Another salient topic for Jacobs’ lessons is public space – there should be movement and have a public character. New neighborhoods like Overhoecks in the North seems to make use of Jacobs as Guru in terms of producing large public spaces. But as a Gorilla in terms of the design of the housing blocks – the apartments have large interior gardens that are closed off with high fences. What happens in the A’dam tower is far fetched from what happens at the street. Jacobs’ ideas are again the result of a peculiar practice of selective attention. Then the experiments to make public spaces more user friendly – for example the bike free zone for pedestrians in the Eerste van der Helstraat. The experiment seeks to increase movement and contact using Jacobs’ as a Guru, but the idea of process is a Gorilla. Jacobs’ idea is to start planning approaches from knowledge that is embedded in the nitty gritty of everyday life. She would do long-term observations of how people actually use these spaces in their everyday routines. Instead, bike restrictions were put in place and immediately heavily policed. Hence, the idea celebrates Jacobs as a Guru but the process is a Gorilla. 

 

Activism

This brings me to my last lesson. When it comes to activism the Amsterdam citizen seem to use Jacobs as a Guru. They do not easily swallow the master plans for bridges, hotels or red carpets. The Amsterdam citizen fiercely rejects top-down planning. And if they don’t reject, they informally resist restriction by simply not following them.

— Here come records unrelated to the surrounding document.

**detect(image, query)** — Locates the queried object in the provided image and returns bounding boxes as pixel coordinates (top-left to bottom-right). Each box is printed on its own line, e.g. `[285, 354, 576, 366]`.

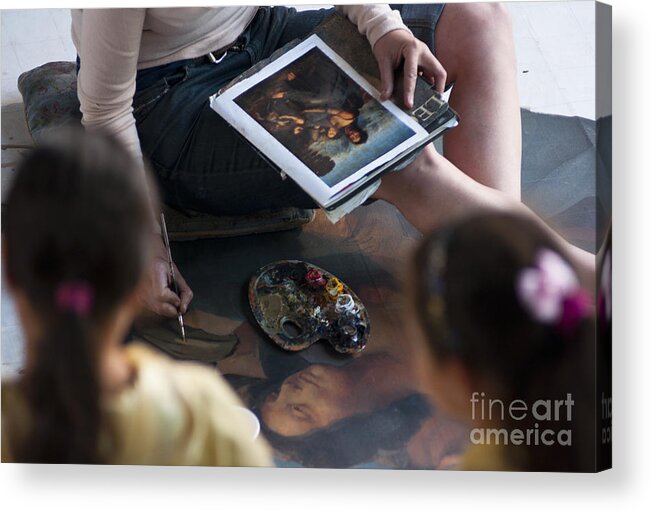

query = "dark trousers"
[133, 4, 443, 215]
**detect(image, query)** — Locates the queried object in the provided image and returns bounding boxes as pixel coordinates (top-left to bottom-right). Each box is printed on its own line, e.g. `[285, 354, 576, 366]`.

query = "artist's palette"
[249, 260, 371, 354]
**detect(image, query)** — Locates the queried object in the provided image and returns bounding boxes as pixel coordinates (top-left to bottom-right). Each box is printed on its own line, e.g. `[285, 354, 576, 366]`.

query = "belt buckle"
[206, 50, 228, 64]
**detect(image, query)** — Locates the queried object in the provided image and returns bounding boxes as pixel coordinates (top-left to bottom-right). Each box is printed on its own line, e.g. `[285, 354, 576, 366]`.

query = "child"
[2, 133, 271, 466]
[410, 214, 595, 471]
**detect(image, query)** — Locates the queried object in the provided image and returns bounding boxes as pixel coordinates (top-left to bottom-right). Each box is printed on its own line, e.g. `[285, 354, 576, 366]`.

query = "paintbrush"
[160, 213, 185, 343]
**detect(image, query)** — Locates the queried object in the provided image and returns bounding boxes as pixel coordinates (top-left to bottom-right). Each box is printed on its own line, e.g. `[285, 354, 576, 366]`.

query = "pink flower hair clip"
[54, 281, 95, 316]
[516, 249, 592, 334]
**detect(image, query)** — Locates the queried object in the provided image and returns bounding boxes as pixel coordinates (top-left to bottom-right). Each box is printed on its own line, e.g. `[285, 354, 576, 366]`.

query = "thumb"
[378, 56, 393, 100]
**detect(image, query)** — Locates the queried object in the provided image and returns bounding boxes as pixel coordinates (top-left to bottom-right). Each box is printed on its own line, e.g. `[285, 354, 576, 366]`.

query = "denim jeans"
[133, 4, 443, 215]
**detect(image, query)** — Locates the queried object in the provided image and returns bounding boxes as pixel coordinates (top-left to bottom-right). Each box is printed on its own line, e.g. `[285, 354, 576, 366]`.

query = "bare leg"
[435, 3, 522, 199]
[374, 144, 595, 287]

Thus, when you look at plans and policies for your own neighborhood, ask yourself this:Which facade always gives you a spark of happiness? What green strips do you prefer to use and which not? How do you know to not take that street but the other at five to 9 in the morning? These seemingly everyday things are knowledge that makes our city ours. It is attention to this knowledge that makes Jane Jacobs a Guru for todays planning, but it is also this knowledge and community life that is easily disrupted if Jacobs turns out to be the Gorilla of selective attention.

 

Nanke Verloo is Assistant Professor in Urban Planning and does research into the role of conflict in urban governance.